Zum Jubiläum feierte Bischof Schlembach von Speyer ein Pontifikalamt
Die Predigt von Bischof Anton Schlembach beim Pontifikalamt am 30. Juni 2006 im Wortlaut:
Liebe Mitchristen,
Schwestern und Brüder im Glauben an Jesus Christus, der in der heiligen Eucharistie bei uns ist!
Jesus sagt im Evangelium, das wir soeben gehört haben: Ich bin das lebendige Brot, das vom Himmel herabgekommen ist.
Er erinnert an das Manna, mit dem Gott sein Volk nach dem Auszug aus Ägypten in der
Wüste gespeist hatte. Jetzt, so sagt Jesus, gibt euch Gott ein neues Manna. Es kommt auch vom Himmel.
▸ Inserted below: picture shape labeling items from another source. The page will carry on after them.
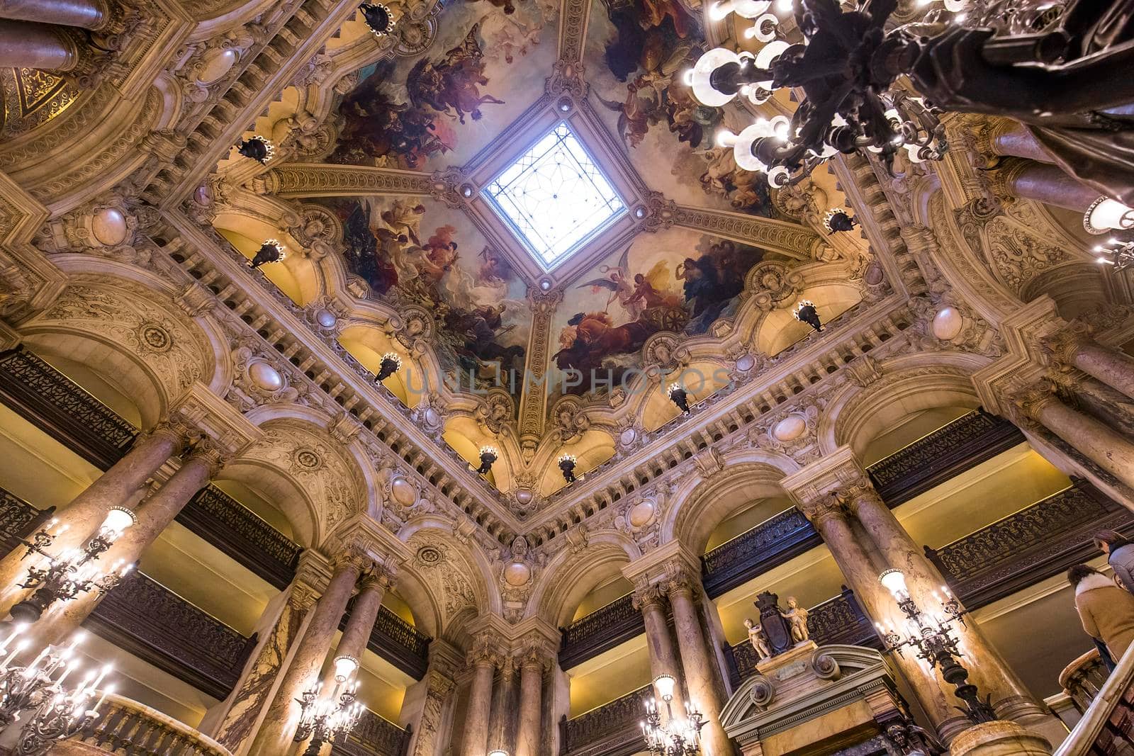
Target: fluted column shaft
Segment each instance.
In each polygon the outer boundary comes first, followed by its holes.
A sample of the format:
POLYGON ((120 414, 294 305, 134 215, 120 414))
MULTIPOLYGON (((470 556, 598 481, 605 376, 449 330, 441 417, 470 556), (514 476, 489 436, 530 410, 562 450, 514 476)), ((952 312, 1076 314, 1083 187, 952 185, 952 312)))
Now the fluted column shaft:
POLYGON ((674 609, 674 629, 685 670, 685 683, 689 689, 689 706, 700 711, 706 720, 701 730, 701 750, 705 756, 731 756, 734 748, 720 724, 720 696, 688 580, 670 584, 669 605, 674 609))
POLYGON ((540 756, 543 715, 543 660, 536 654, 524 657, 519 668, 519 725, 516 729, 516 756, 540 756))
MULTIPOLYGON (((870 533, 887 566, 905 575, 906 585, 919 606, 923 611, 936 610, 926 602, 945 585, 945 577, 909 537, 878 492, 865 486, 856 487, 848 498, 848 506, 870 533)), ((1025 724, 1047 716, 975 621, 968 619, 964 625, 955 623, 953 630, 964 649, 964 665, 970 679, 983 695, 991 695, 992 704, 1001 715, 1025 724)))
POLYGON ((0 67, 69 71, 78 65, 78 45, 68 33, 48 24, 0 18, 0 67))
POLYGON ((1126 436, 1065 405, 1055 394, 1025 402, 1032 418, 1081 451, 1088 459, 1134 487, 1134 444, 1126 436))
MULTIPOLYGON (((129 503, 137 490, 177 452, 180 444, 179 434, 168 427, 159 427, 135 441, 125 457, 59 512, 59 525, 66 525, 68 529, 56 538, 52 550, 64 551, 85 544, 107 512, 129 503)), ((23 555, 24 550, 16 549, 0 559, 0 586, 5 586, 0 596, 0 615, 7 614, 24 594, 22 588, 15 586, 27 569, 26 562, 20 559, 23 555)))
POLYGON ((94 0, 0 0, 0 18, 96 29, 107 7, 94 0))
POLYGON ((1058 165, 1027 162, 1012 169, 1006 181, 1008 194, 1024 199, 1034 199, 1056 207, 1086 212, 1099 193, 1068 176, 1058 165))
MULTIPOLYGON (((806 513, 822 536, 823 543, 830 549, 831 557, 838 563, 844 579, 854 591, 855 598, 866 615, 875 622, 892 622, 899 626, 903 619, 902 612, 878 581, 881 566, 873 563, 870 554, 858 542, 846 513, 831 502, 810 507, 806 513)), ((913 654, 892 654, 890 660, 902 671, 930 722, 938 728, 942 737, 959 731, 963 725, 957 723, 957 712, 953 708, 955 699, 948 700, 937 679, 925 673, 913 654)))
MULTIPOLYGON (((638 589, 634 594, 634 604, 642 611, 642 619, 645 621, 645 642, 650 652, 650 673, 657 678, 659 674, 668 674, 674 678, 674 713, 682 715, 685 713, 685 696, 682 693, 682 676, 677 663, 677 653, 674 651, 674 638, 669 635, 669 626, 666 623, 666 612, 661 609, 662 593, 658 586, 650 586, 638 589)), ((658 708, 666 710, 666 704, 661 700, 661 693, 654 687, 654 698, 658 699, 658 708)))
POLYGON ((272 698, 260 732, 252 742, 248 756, 282 756, 291 748, 302 713, 295 699, 314 685, 363 567, 363 560, 354 554, 344 557, 336 563, 327 591, 311 610, 307 631, 299 639, 295 656, 284 672, 284 679, 276 691, 276 697, 272 698))
POLYGON ((473 683, 468 689, 465 712, 465 739, 462 756, 484 756, 489 748, 489 716, 492 714, 492 677, 496 662, 481 653, 473 662, 473 683))

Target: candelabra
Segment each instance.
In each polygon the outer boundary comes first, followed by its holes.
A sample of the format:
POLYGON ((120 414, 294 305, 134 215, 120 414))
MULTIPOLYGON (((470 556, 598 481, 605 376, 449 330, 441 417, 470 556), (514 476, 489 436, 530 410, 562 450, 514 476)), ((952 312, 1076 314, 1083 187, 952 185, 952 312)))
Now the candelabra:
POLYGON ((689 414, 689 394, 680 383, 671 383, 669 389, 666 390, 669 394, 669 400, 677 405, 677 408, 689 414))
POLYGON ((68 549, 58 557, 46 551, 54 540, 68 529, 68 526, 64 525, 51 533, 50 528, 54 527, 58 520, 51 520, 35 533, 31 541, 20 540, 27 547, 24 559, 39 554, 46 566, 32 566, 27 569, 27 578, 19 584, 19 587, 34 588, 34 593, 11 608, 12 619, 16 622, 34 622, 57 601, 70 601, 88 591, 104 594, 117 586, 134 566, 126 564, 125 560, 119 559, 105 574, 100 574, 94 562, 134 523, 134 512, 122 507, 113 507, 82 549, 68 549))
POLYGON ((799 304, 795 306, 792 314, 795 316, 795 320, 801 323, 806 323, 811 328, 815 329, 815 331, 822 332, 823 324, 819 320, 819 311, 815 309, 815 303, 810 299, 801 299, 799 304))
POLYGON ((1116 273, 1134 265, 1134 240, 1109 239, 1106 245, 1095 247, 1094 252, 1099 255, 1094 262, 1100 265, 1114 265, 1116 273))
POLYGON ((358 660, 354 656, 337 656, 335 659, 335 689, 322 697, 323 683, 305 691, 296 700, 303 707, 299 728, 295 732, 295 741, 303 742, 311 738, 303 756, 319 756, 324 744, 345 736, 358 723, 362 704, 355 698, 358 695, 358 681, 350 678, 358 670, 358 660))
POLYGON ((657 756, 693 756, 700 751, 701 728, 705 725, 701 712, 685 702, 685 716, 674 716, 674 685, 676 680, 668 674, 659 674, 653 685, 666 702, 666 722, 661 721, 658 702, 651 698, 645 702, 645 719, 642 720, 642 737, 646 747, 657 756))
POLYGON ((285 249, 286 247, 276 239, 268 239, 260 245, 260 249, 256 249, 256 254, 248 261, 248 267, 256 270, 261 265, 266 265, 268 263, 278 263, 287 257, 287 255, 284 254, 285 249))
POLYGON ((399 369, 401 369, 401 358, 392 351, 388 351, 382 355, 382 362, 378 366, 378 374, 374 375, 374 380, 381 383, 399 369))
POLYGON ((941 612, 930 615, 923 612, 909 596, 906 588, 906 578, 900 570, 886 570, 879 576, 882 585, 894 595, 898 608, 906 615, 905 632, 903 638, 892 623, 882 627, 877 623, 882 640, 886 643, 886 652, 897 652, 902 655, 902 649, 912 646, 917 649, 917 656, 941 670, 941 677, 946 682, 953 685, 956 690, 954 695, 965 703, 958 707, 973 724, 992 722, 997 719, 996 712, 989 702, 981 700, 976 691, 976 686, 968 682, 968 670, 960 665, 960 648, 957 638, 954 636, 954 623, 965 623, 964 617, 967 614, 960 602, 958 602, 949 589, 945 586, 941 592, 945 598, 933 593, 933 598, 941 603, 941 612))
POLYGON ((34 710, 20 728, 14 754, 43 756, 52 744, 90 727, 99 717, 99 707, 112 687, 102 690, 93 707, 87 708, 87 704, 111 668, 88 671, 75 687, 65 685, 78 670, 75 648, 82 635, 76 635, 67 647, 48 646, 26 666, 14 666, 11 662, 29 645, 27 638, 19 638, 26 628, 16 625, 0 644, 0 732, 19 721, 20 714, 34 710))
POLYGON ((492 470, 492 462, 498 459, 500 459, 500 452, 497 451, 496 447, 481 447, 481 466, 469 465, 468 469, 477 475, 488 475, 492 470))

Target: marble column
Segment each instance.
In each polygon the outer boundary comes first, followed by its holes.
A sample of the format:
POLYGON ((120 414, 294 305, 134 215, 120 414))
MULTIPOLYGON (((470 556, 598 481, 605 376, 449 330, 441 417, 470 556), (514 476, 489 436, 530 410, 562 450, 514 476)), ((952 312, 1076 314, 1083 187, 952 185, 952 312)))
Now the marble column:
POLYGON ((1014 400, 1029 417, 1134 487, 1134 444, 1126 436, 1068 407, 1043 384, 1019 392, 1014 400))
MULTIPOLYGON (((669 625, 666 623, 666 612, 662 610, 665 592, 661 586, 646 585, 634 591, 634 608, 642 612, 645 621, 645 640, 650 652, 650 674, 657 678, 659 674, 668 674, 674 678, 674 713, 685 712, 685 696, 682 693, 682 671, 677 663, 677 653, 674 651, 674 638, 669 634, 669 625)), ((654 686, 654 698, 658 700, 658 708, 666 711, 666 704, 661 700, 661 694, 654 686)))
POLYGON ((1099 193, 1068 176, 1058 165, 1023 161, 1004 169, 1005 190, 1013 197, 1034 199, 1056 207, 1086 212, 1099 193))
POLYGON ((543 736, 543 668, 538 649, 528 649, 519 661, 519 723, 516 728, 516 756, 540 756, 543 736))
POLYGON ((0 18, 98 29, 107 23, 104 2, 96 0, 0 0, 0 18))
MULTIPOLYGON (((145 547, 153 543, 189 500, 209 484, 220 465, 219 452, 208 442, 187 455, 166 484, 142 502, 136 512, 137 523, 102 555, 99 560, 100 567, 109 570, 119 560, 127 564, 136 562, 145 547)), ((50 608, 35 623, 36 643, 44 645, 60 643, 90 617, 98 601, 99 593, 91 591, 50 608)))
MULTIPOLYGON (((802 502, 799 509, 822 536, 866 615, 874 622, 899 625, 902 612, 878 581, 885 566, 874 563, 860 543, 839 499, 832 494, 819 495, 802 502)), ((925 715, 942 738, 949 739, 964 729, 965 720, 954 708, 955 703, 959 702, 951 695, 946 695, 936 676, 926 673, 912 654, 891 654, 890 660, 900 670, 925 715)))
POLYGON ((0 67, 69 71, 78 59, 78 44, 66 29, 0 18, 0 67))
POLYGON ((712 662, 705 646, 704 632, 693 603, 694 578, 688 570, 679 568, 667 584, 669 605, 674 610, 674 629, 677 647, 685 670, 685 685, 689 693, 689 706, 701 712, 706 723, 701 730, 701 751, 705 756, 731 756, 731 741, 720 724, 720 694, 713 679, 712 662))
MULTIPOLYGON (((905 575, 911 596, 917 605, 923 611, 937 611, 933 593, 945 585, 945 577, 909 537, 878 492, 869 485, 852 486, 846 502, 870 533, 887 566, 905 575)), ((966 618, 964 625, 955 623, 953 629, 964 651, 963 663, 970 672, 970 680, 978 685, 982 695, 991 695, 992 705, 1000 716, 1025 725, 1043 725, 1053 719, 1032 697, 972 617, 966 618)))
MULTIPOLYGON (((462 756, 484 756, 489 751, 489 716, 492 714, 492 678, 496 676, 496 654, 491 639, 479 639, 468 654, 473 668, 473 682, 468 688, 465 711, 465 737, 462 756)), ((265 755, 266 756, 266 755, 265 755)))
MULTIPOLYGON (((126 456, 99 476, 83 493, 58 513, 59 526, 67 530, 56 538, 52 550, 62 551, 85 544, 107 517, 112 507, 126 507, 138 489, 151 478, 181 445, 181 434, 161 424, 150 433, 138 436, 126 456)), ((56 528, 58 530, 58 528, 56 528)), ((25 593, 15 586, 23 578, 27 563, 20 558, 24 550, 16 549, 0 559, 0 615, 25 593)))
POLYGON ((359 553, 347 552, 335 562, 335 572, 327 591, 311 610, 312 617, 284 679, 268 708, 260 731, 248 749, 248 756, 282 756, 291 748, 301 708, 296 703, 303 691, 314 686, 320 668, 331 648, 335 631, 339 629, 354 584, 369 560, 359 553))
MULTIPOLYGON (((382 608, 382 597, 390 586, 391 576, 383 568, 362 576, 358 581, 358 595, 355 598, 354 608, 350 610, 350 619, 342 630, 339 645, 335 649, 336 656, 350 656, 362 661, 366 644, 370 643, 370 634, 374 630, 374 622, 378 620, 378 612, 382 608)), ((335 670, 328 670, 323 679, 323 688, 335 687, 335 670)))

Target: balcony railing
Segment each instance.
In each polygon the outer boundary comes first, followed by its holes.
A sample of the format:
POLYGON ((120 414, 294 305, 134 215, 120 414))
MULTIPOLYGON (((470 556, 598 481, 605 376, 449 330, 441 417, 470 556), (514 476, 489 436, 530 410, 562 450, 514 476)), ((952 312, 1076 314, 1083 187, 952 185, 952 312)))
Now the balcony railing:
POLYGON ((559 721, 559 753, 564 756, 628 756, 643 749, 642 721, 653 686, 638 688, 573 720, 559 721))
MULTIPOLYGON (((345 629, 355 600, 347 604, 339 629, 345 629)), ((378 610, 378 619, 370 631, 366 647, 390 662, 415 680, 425 677, 429 666, 429 644, 431 638, 386 606, 378 610)))
POLYGON ((213 698, 232 691, 256 636, 246 638, 141 572, 103 596, 84 626, 213 698))
POLYGON ((1008 421, 976 409, 866 468, 890 507, 1012 449, 1024 435, 1008 421))
POLYGON ((126 419, 23 348, 0 355, 0 400, 101 469, 121 459, 137 434, 126 419))
POLYGON ((286 588, 303 546, 214 485, 203 489, 177 521, 277 588, 286 588))
POLYGON ((1134 516, 1081 479, 958 541, 930 549, 953 591, 978 609, 1098 555, 1100 528, 1134 534, 1134 516))
POLYGON ((212 738, 136 700, 109 694, 103 707, 76 740, 126 756, 232 756, 212 738))
MULTIPOLYGON (((820 646, 844 644, 882 649, 882 640, 874 626, 866 619, 854 592, 844 587, 843 593, 807 610, 807 630, 820 646)), ((735 690, 741 682, 756 672, 756 649, 747 639, 735 646, 725 645, 728 676, 735 690)))
POLYGON ((331 756, 405 756, 412 734, 365 708, 355 729, 331 747, 331 756))
POLYGON ((626 594, 561 628, 559 666, 568 670, 641 635, 644 629, 642 612, 634 609, 634 594, 626 594))
POLYGON ((701 560, 705 593, 716 598, 822 542, 803 512, 782 511, 705 553, 701 560))
POLYGON ((56 511, 36 509, 10 491, 0 489, 0 555, 19 545, 20 538, 35 533, 56 511))

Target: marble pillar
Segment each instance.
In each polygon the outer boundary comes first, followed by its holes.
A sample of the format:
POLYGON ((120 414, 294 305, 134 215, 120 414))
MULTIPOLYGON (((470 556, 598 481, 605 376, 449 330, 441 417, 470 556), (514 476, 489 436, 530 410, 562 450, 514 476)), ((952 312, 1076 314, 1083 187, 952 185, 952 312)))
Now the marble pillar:
POLYGON ((1014 401, 1029 417, 1134 487, 1134 444, 1126 436, 1068 407, 1046 384, 1030 387, 1017 393, 1014 401))
MULTIPOLYGON (((685 695, 682 693, 682 670, 677 663, 677 653, 674 651, 674 638, 669 634, 669 625, 666 622, 666 612, 662 610, 665 592, 661 586, 646 585, 634 591, 634 608, 642 612, 645 621, 646 648, 650 652, 650 674, 657 678, 659 674, 668 674, 674 678, 674 712, 685 712, 685 695)), ((654 698, 658 700, 658 708, 666 711, 666 705, 661 700, 661 694, 654 687, 654 698)))
POLYGON ((1058 165, 1023 161, 1005 169, 1005 190, 1013 197, 1034 199, 1056 207, 1086 212, 1099 193, 1068 176, 1058 165))
POLYGON ((69 71, 78 59, 78 43, 67 29, 0 18, 0 67, 69 71))
MULTIPOLYGON (((902 612, 878 581, 878 576, 885 566, 875 563, 858 542, 839 499, 835 495, 820 495, 801 503, 799 508, 830 549, 831 557, 838 563, 843 577, 854 591, 855 598, 866 615, 874 622, 899 625, 902 612)), ((964 729, 965 720, 954 708, 959 702, 942 690, 936 676, 926 673, 912 654, 892 654, 890 660, 900 670, 929 716, 930 723, 937 728, 942 738, 948 739, 964 729)))
MULTIPOLYGON (((139 435, 126 456, 88 485, 83 493, 58 512, 59 526, 67 530, 54 540, 54 552, 79 547, 85 544, 102 525, 112 507, 126 507, 138 489, 151 478, 181 447, 178 430, 161 424, 150 433, 139 435)), ((58 530, 59 528, 54 528, 58 530)), ((27 563, 20 559, 24 550, 16 549, 0 559, 0 615, 7 614, 11 605, 24 595, 24 589, 15 585, 23 578, 27 563)))
POLYGON ((331 648, 331 640, 335 639, 335 631, 339 628, 342 612, 346 611, 347 602, 350 600, 354 584, 363 569, 369 566, 369 560, 356 552, 344 553, 336 560, 335 574, 327 591, 311 610, 312 617, 307 630, 296 647, 291 663, 284 672, 248 756, 282 756, 291 748, 301 714, 295 699, 315 685, 319 671, 331 648))
POLYGON ((109 12, 99 0, 2 0, 0 18, 98 29, 109 12))
MULTIPOLYGON (((938 611, 933 598, 945 585, 945 577, 925 557, 922 547, 902 527, 890 508, 882 502, 878 492, 868 485, 852 486, 846 495, 847 507, 858 518, 871 535, 888 568, 902 570, 906 577, 909 594, 923 611, 938 611)), ((955 623, 953 630, 965 654, 963 663, 970 672, 970 680, 982 695, 992 697, 997 714, 1025 725, 1040 728, 1055 717, 1024 686, 1012 671, 1000 652, 989 643, 973 618, 955 623)))
POLYGON ((469 652, 473 682, 468 688, 468 707, 465 711, 465 738, 462 756, 484 756, 489 750, 489 716, 492 714, 492 678, 496 676, 496 654, 491 640, 479 640, 469 652))
POLYGON ((674 630, 682 654, 689 706, 701 712, 706 723, 701 730, 701 751, 705 756, 731 756, 735 751, 720 724, 720 694, 713 679, 712 661, 705 646, 704 632, 693 603, 695 578, 686 569, 677 569, 667 584, 669 605, 674 610, 674 630))
POLYGON ((516 756, 540 756, 543 736, 543 668, 539 651, 530 649, 519 661, 519 722, 516 756))

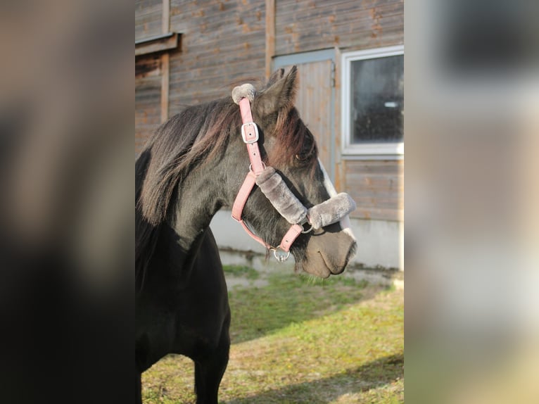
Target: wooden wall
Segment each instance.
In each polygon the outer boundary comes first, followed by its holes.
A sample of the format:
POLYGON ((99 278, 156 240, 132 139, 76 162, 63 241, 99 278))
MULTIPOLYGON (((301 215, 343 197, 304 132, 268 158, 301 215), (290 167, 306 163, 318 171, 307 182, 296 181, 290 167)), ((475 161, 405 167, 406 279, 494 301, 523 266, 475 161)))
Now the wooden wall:
POLYGON ((277 0, 275 52, 402 43, 404 0, 277 0))
POLYGON ((402 160, 347 160, 344 170, 346 191, 357 205, 353 217, 403 220, 402 160))
MULTIPOLYGON (((340 53, 404 42, 403 0, 170 1, 170 30, 182 33, 182 43, 181 51, 170 53, 168 106, 165 107, 168 116, 184 106, 229 94, 242 79, 263 80, 267 49, 272 53, 270 56, 275 56, 335 48, 335 107, 338 117, 340 53), (270 10, 273 15, 268 15, 268 20, 275 24, 274 39, 272 30, 268 31, 270 42, 265 25, 267 5, 274 7, 270 10)), ((136 1, 136 40, 162 33, 163 4, 163 0, 136 1)), ((160 63, 158 56, 137 61, 137 151, 160 123, 160 63)), ((336 121, 336 186, 357 202, 353 217, 402 220, 403 161, 353 160, 340 156, 341 127, 339 119, 336 121)), ((327 144, 322 146, 324 151, 329 149, 327 144)))
POLYGON ((263 80, 263 0, 171 0, 170 27, 182 38, 170 56, 170 115, 229 94, 242 78, 263 80))
POLYGON ((160 65, 158 56, 135 59, 135 155, 161 122, 160 65))

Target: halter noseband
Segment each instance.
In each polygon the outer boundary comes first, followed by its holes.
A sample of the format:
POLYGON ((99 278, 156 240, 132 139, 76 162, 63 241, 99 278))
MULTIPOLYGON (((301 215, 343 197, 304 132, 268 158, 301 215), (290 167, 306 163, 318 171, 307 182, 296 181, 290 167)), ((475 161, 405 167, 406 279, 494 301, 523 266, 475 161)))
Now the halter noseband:
POLYGON ((355 209, 355 203, 348 194, 341 193, 308 210, 303 206, 275 170, 266 167, 262 161, 258 148, 258 127, 253 121, 251 111, 251 101, 254 96, 255 89, 251 84, 243 84, 232 91, 232 98, 239 105, 243 122, 241 137, 247 146, 251 160, 249 172, 232 206, 232 217, 254 240, 273 251, 275 258, 282 263, 290 256, 290 248, 300 234, 308 233, 313 227, 319 229, 338 221, 355 209), (291 224, 277 247, 272 247, 255 234, 241 219, 243 208, 255 184, 258 185, 279 214, 291 224), (310 225, 306 230, 303 226, 305 223, 310 225))

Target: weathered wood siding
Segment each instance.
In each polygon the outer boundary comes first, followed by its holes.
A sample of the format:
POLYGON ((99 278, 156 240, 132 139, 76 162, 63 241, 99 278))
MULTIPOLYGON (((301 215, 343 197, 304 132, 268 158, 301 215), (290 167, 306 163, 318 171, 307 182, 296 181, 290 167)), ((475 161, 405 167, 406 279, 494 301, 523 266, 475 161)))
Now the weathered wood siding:
POLYGON ((353 217, 402 220, 404 161, 347 160, 346 191, 357 204, 353 217))
POLYGON ((170 116, 229 94, 241 79, 263 80, 264 1, 171 0, 170 29, 182 33, 182 51, 170 55, 170 116))
MULTIPOLYGON (((285 67, 286 71, 291 66, 285 67)), ((331 136, 331 61, 298 65, 299 89, 296 108, 316 139, 319 157, 329 169, 332 151, 331 136)))
POLYGON ((135 61, 135 155, 160 123, 160 63, 155 56, 135 61))
POLYGON ((161 34, 163 0, 135 0, 135 41, 161 34))
POLYGON ((402 44, 403 0, 277 0, 275 53, 402 44))
MULTIPOLYGON (((163 0, 137 0, 135 7, 135 39, 161 34, 163 0)), ((170 53, 169 116, 186 105, 226 96, 243 79, 263 80, 267 51, 270 58, 336 48, 335 117, 339 117, 340 52, 402 44, 404 1, 170 0, 170 31, 182 33, 182 44, 181 51, 170 53), (274 4, 274 15, 267 20, 275 24, 274 42, 271 39, 270 43, 266 33, 272 35, 273 30, 265 26, 267 4, 274 4)), ((137 60, 137 151, 160 124, 160 63, 158 56, 137 60)), ((335 145, 329 143, 331 89, 325 84, 319 85, 326 83, 328 74, 327 66, 322 65, 315 70, 311 69, 314 65, 300 69, 303 89, 298 99, 298 108, 317 137, 322 160, 329 162, 333 157, 337 163, 338 189, 350 193, 357 202, 353 217, 402 220, 403 161, 347 160, 341 156, 338 118, 334 120, 335 145), (335 151, 333 156, 331 150, 335 151)))

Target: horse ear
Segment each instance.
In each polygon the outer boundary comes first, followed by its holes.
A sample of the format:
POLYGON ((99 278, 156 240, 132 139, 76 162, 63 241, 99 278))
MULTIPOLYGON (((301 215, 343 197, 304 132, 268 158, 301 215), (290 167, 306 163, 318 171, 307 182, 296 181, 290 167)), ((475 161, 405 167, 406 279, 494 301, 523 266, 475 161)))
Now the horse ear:
POLYGON ((278 80, 280 80, 283 78, 283 76, 284 76, 284 69, 277 69, 273 73, 271 76, 270 76, 270 78, 267 80, 267 83, 266 83, 266 88, 270 88, 273 84, 274 84, 276 82, 277 82, 278 80))
MULTIPOLYGON (((272 75, 272 77, 280 74, 277 70, 272 75)), ((297 76, 298 68, 292 66, 286 76, 277 79, 273 84, 268 83, 269 87, 255 97, 253 109, 259 116, 267 116, 283 111, 288 111, 293 106, 298 87, 297 76)))

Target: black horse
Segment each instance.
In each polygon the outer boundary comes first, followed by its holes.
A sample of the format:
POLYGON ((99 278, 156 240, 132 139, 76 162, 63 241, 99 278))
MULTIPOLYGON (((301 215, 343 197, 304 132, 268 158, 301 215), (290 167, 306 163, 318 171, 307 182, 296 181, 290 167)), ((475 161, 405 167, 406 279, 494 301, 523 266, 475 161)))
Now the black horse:
MULTIPOLYGON (((251 103, 264 162, 274 168, 305 206, 331 189, 312 134, 293 108, 297 70, 276 72, 251 103)), ((217 403, 230 339, 227 286, 208 228, 232 207, 249 158, 241 118, 232 98, 186 108, 158 129, 137 160, 136 402, 141 374, 167 353, 195 362, 197 403, 217 403)), ((243 219, 265 243, 279 245, 290 227, 258 188, 243 219)), ((342 272, 355 251, 336 222, 300 234, 290 249, 297 271, 326 277, 342 272)))

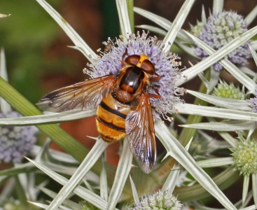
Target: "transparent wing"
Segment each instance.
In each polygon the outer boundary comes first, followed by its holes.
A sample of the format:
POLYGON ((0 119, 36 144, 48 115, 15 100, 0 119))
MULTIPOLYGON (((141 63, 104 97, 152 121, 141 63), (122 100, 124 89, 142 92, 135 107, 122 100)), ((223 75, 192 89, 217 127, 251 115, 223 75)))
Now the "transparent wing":
POLYGON ((93 109, 112 91, 114 84, 114 76, 85 80, 47 94, 37 105, 40 109, 53 112, 93 109))
POLYGON ((143 93, 134 110, 125 120, 130 150, 140 168, 150 173, 156 160, 156 146, 152 108, 146 92, 143 93))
Dieses Manna bin ich.
Wer von diesem Manna isst, wird in Ewigkeit leben. Ein unerhörtes Wort, ein unerhörter Selbstanspruch.
Beim letzten Abendmahl hat Jesus dieses Wort wahr gemacht. Er reicht den Aposteln das Brot und sagt: Das ist nicht Brot. Das bin
ich. Das ist mein Leib, der für euch hingegeben wird. Er reicht den Aposteln den Kelch und sagt: Das ist nicht Wein. Das ist mein Blut, das für euch und für alle vergossen wird. Tut dies zu meinem Gedächtnis.
Die Lesung aus der Apostelgeschichte zeigt, dass die Jünger Jesu, die Christen, von Anfang an den Auftrag des letzten Abendmahls
ausgeführt haben. Es heißt: "Die Gläubigen, die an Pfingsten den Heiligen Geist empfangen hatten, hielten fest an der Lehre der Apostel, an der Gemeinschaft, am Brechen des Brotes und an den Gebeten."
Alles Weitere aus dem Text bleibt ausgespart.